As the COVID-19 pandemic recedes further into the rearview mirror, the road ahead for residential construction and residential remodeling gets brighter.
The amount of time Americans spend at home is much higher than it was before 2019. And it becomes clearer every day that this shift is lasting. There will likely be some slight adjustments toward more time at the office, but work-from-home is also here to stay.
For example, the J.M. Smucker Company, based in Orrville, Ohio, near Akron, has implemented a novel arrangement. Smucker employees are required to be in the office for the same 22 weeks per year, five days a week. The other 30 weeks per year can be hybrid or, in some cases, fully remote. Some employees have homes as far away as San Francisco.
The amount of time spent at home can also vary by career stage.
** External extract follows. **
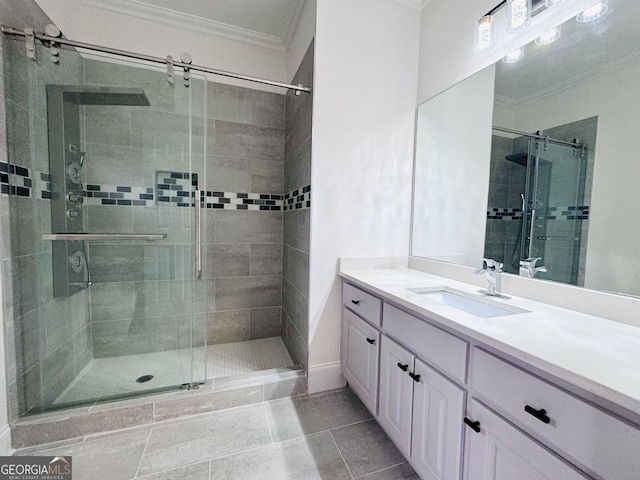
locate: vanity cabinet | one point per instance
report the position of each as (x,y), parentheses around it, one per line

A younger person getting started in commercial lending at a big bank such as J.P. Morgan Chase might spend several years working five days per week in the office under the tutelage of seasoned professionals.
There are a number of occupations that initially require a physical daily presence. When those professionals earn their stripes and work in the office less frequently, they may choose homes a bit farther from job centers.
Others might stay put and choose homes near their offices but still require updates to accommodate more time at home. They want to be near family or for proximity to cultural hubs.
Meanwhile, huge shifts in the use of large office buildings have only just begun. As their long-term leases mature, large employers in cities nationwide are scaling back their office footprints.
A big employer that once leased 500,000 square feet in a downtown tower might now choose 200,000 square feet. This process, which is playing out from Charlotte to Spokane and everywhere in between, will take years to sort out.
Where will all those people be working? They’ll be working at home. Or they will be working at a WeWork location near home.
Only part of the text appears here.